Rudy Vallée was an American singer, musician, actor, and radio host who is considered by many to be the first modern American teen idol and pop star. After playing drums in his high school band, Vallée played clarinet and saxophone in bands around New England as a teenager. From 1924 to 1925, he played with the Savoy Havana Band at the Savoy Hotel in London and upon return to the states he graduated with a degree in philosophy from Yale University. After graduation, he formed Rudy Vallée and the Connecticut Yankees, having named himself after saxophonist Rudy Wiedoeft. With this band (formed in 1928), which included two violins, two saxophones, a piano, a banjo, and drums, he started singing. He had a thin, wavering tenor voice and seemed more at home singing sweet ballads than jazz songs. But his singing, suave manner, and boyish good looks attracted attention, especially from young women. In the 1920s and early '30s he had a hit radio program, The Fleishmann's Yeast Hour (although his explosive, ego-driven personality made his cast and crew hate him). In the early 1930s he was ranked with the likes of Bing Crosby and the tragic Russ Columbo in the Hit Parade. A huge hit on radio in 1933 with his program Vallee was considered a bastard by his staff. He was known to instigate fist fights with virtually anyone who got on his nerves. During his show's run he slugged photographers, threw sheet music at pianists' heads, and socked hecklers in their noses. While audiences loved him, most of his staff hated him. As a very popular star in nightclubs, on records, and in movies, he helped other singers, such as Alice Faye--who was his band singer for a while--and Frances Langford to start their careers. In his early movies he often played the romantic lead, but later he switched to stuffy and comic parts and later also appeared on Broadway. In his final years Rudy took a turn at performing standup comedy ... badly.

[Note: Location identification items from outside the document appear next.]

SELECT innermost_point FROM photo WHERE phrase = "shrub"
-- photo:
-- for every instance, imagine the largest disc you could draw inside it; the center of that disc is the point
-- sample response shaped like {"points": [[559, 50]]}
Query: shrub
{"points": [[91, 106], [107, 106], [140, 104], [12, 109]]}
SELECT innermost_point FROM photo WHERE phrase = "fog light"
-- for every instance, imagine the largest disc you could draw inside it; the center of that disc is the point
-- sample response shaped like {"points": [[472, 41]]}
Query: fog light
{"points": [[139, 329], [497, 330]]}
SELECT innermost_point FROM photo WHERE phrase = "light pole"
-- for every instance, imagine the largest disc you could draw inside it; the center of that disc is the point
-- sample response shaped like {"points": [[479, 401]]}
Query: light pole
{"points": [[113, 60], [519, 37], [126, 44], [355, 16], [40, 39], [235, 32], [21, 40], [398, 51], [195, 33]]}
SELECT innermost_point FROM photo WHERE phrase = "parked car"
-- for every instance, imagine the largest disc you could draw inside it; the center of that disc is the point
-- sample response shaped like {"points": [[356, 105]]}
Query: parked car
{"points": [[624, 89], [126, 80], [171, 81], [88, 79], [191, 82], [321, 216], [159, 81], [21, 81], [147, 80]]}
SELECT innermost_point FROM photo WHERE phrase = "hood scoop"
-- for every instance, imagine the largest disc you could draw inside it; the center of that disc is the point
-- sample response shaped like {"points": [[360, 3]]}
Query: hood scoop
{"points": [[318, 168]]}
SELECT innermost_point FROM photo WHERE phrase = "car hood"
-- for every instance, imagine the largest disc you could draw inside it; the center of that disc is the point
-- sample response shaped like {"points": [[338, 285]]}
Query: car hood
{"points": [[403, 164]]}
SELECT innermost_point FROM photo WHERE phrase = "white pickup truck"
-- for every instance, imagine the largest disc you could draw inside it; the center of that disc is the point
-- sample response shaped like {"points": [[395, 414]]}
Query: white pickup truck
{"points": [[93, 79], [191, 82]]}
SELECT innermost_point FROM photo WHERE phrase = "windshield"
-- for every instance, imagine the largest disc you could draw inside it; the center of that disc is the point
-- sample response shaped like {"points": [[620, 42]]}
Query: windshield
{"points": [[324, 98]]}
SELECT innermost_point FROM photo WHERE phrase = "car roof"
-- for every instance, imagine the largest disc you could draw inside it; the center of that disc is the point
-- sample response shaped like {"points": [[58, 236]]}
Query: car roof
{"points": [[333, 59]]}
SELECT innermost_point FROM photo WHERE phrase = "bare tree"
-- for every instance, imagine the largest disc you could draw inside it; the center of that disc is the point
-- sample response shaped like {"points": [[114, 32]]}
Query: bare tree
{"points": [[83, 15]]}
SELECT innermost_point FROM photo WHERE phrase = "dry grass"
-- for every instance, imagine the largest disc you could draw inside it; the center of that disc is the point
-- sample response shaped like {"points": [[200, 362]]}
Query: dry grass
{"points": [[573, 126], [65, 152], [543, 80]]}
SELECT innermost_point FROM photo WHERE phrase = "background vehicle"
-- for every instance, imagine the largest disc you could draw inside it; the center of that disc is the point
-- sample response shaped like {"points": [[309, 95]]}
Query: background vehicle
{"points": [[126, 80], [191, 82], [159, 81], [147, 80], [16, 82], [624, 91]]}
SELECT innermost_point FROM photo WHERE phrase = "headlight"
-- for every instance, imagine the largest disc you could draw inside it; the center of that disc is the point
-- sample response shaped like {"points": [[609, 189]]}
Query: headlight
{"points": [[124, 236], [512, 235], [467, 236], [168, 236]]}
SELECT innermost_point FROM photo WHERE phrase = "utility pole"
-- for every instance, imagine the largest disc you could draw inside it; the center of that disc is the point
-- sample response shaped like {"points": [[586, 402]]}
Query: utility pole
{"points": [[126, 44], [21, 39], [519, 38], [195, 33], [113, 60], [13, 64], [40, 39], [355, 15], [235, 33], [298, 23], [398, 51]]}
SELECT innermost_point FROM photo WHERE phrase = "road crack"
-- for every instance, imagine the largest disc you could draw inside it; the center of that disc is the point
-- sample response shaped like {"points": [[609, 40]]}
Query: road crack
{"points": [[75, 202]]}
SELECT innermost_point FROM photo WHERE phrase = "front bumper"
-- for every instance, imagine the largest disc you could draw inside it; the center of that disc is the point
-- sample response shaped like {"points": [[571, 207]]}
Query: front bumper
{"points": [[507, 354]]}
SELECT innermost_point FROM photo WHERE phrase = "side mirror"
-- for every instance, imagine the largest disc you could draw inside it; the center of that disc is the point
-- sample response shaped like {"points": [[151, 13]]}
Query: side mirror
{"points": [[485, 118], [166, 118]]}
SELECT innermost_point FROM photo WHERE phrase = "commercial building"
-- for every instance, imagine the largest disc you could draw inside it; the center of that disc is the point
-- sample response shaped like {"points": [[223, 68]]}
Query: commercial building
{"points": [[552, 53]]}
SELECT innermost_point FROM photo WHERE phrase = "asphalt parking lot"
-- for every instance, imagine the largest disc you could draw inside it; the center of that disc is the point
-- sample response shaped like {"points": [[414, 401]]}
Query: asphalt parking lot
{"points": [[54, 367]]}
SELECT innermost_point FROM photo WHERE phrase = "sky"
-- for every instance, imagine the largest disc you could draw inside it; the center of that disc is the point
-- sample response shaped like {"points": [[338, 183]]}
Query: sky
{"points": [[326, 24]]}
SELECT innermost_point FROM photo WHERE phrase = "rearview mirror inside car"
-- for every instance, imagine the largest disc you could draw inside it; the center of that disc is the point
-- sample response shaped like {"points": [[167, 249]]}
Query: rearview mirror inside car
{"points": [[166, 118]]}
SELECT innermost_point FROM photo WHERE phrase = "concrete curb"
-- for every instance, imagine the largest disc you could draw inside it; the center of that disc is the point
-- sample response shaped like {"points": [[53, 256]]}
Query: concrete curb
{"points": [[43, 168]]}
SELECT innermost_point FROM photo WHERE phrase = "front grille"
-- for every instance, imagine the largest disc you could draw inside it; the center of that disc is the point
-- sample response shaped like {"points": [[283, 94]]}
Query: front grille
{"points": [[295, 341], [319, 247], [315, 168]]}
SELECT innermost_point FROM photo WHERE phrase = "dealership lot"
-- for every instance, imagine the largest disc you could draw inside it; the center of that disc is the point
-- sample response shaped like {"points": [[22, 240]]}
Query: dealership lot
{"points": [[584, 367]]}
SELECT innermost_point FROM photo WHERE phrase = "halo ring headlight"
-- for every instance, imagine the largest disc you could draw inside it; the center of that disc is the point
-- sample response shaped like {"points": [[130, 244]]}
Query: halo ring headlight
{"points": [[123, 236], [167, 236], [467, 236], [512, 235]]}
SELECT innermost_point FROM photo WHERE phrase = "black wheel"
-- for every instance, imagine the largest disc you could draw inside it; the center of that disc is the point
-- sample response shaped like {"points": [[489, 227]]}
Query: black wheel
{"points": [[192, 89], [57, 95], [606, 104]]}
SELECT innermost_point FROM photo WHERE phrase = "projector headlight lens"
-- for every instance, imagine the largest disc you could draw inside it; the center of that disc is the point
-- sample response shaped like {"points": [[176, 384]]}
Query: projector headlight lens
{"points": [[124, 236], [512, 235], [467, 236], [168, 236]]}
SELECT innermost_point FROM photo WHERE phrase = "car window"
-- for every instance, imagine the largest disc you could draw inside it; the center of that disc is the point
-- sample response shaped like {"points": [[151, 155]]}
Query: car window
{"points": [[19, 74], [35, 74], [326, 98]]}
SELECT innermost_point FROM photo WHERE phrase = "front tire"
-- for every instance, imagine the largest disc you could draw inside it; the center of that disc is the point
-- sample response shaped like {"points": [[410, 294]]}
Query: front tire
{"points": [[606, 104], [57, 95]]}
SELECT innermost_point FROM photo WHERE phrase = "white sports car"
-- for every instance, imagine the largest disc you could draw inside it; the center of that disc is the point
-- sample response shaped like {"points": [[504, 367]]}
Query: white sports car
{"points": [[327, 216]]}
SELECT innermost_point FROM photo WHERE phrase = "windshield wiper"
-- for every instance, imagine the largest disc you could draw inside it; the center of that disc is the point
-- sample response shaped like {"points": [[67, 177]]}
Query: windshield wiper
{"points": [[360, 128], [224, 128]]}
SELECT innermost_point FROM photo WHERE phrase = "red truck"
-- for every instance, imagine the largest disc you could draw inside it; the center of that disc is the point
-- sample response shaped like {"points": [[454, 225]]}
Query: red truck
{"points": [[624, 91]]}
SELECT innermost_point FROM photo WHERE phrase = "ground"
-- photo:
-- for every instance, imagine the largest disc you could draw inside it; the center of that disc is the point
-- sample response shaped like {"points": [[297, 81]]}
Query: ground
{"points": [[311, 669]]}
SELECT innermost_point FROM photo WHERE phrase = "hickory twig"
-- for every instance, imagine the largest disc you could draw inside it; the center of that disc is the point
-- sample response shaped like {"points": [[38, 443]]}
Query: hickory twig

His vacation home in Palm Springs is located at 475 S Vía Las Palmas, Palm Springs, California.
As Vallée lay dying from throat cancer, while watching the televised centennial ceremonies of the restored Statue of Liberty he turned to his wife Eleanor and said, “I wish we could be there; you know how I love a party” and then passed away at his home in Los Angeles.
In November 1957, shortly before her marriage to Mickey Hargitay, Mansfield bought a 40-room Mediterranean-style mansion formerly owned by Rudy Vallée at 10100 Sunset Boulevard in Holmby Hills, Los Angeles. Mansfield had the house painted pink, with cupids surrounded by pink fluorescent lights, pink furs in the bathrooms, a pink heart-shaped bathtub, and a fountain spurting pink champagne, and then dubbed it the “Pink Palace”. The Pink Palace was sold after her death and its subsequent owners have included Ringo Starr and Engelbert Humperdinck. In 2002, Humperdinck sold it to developers, and the house was demolished in November of that year.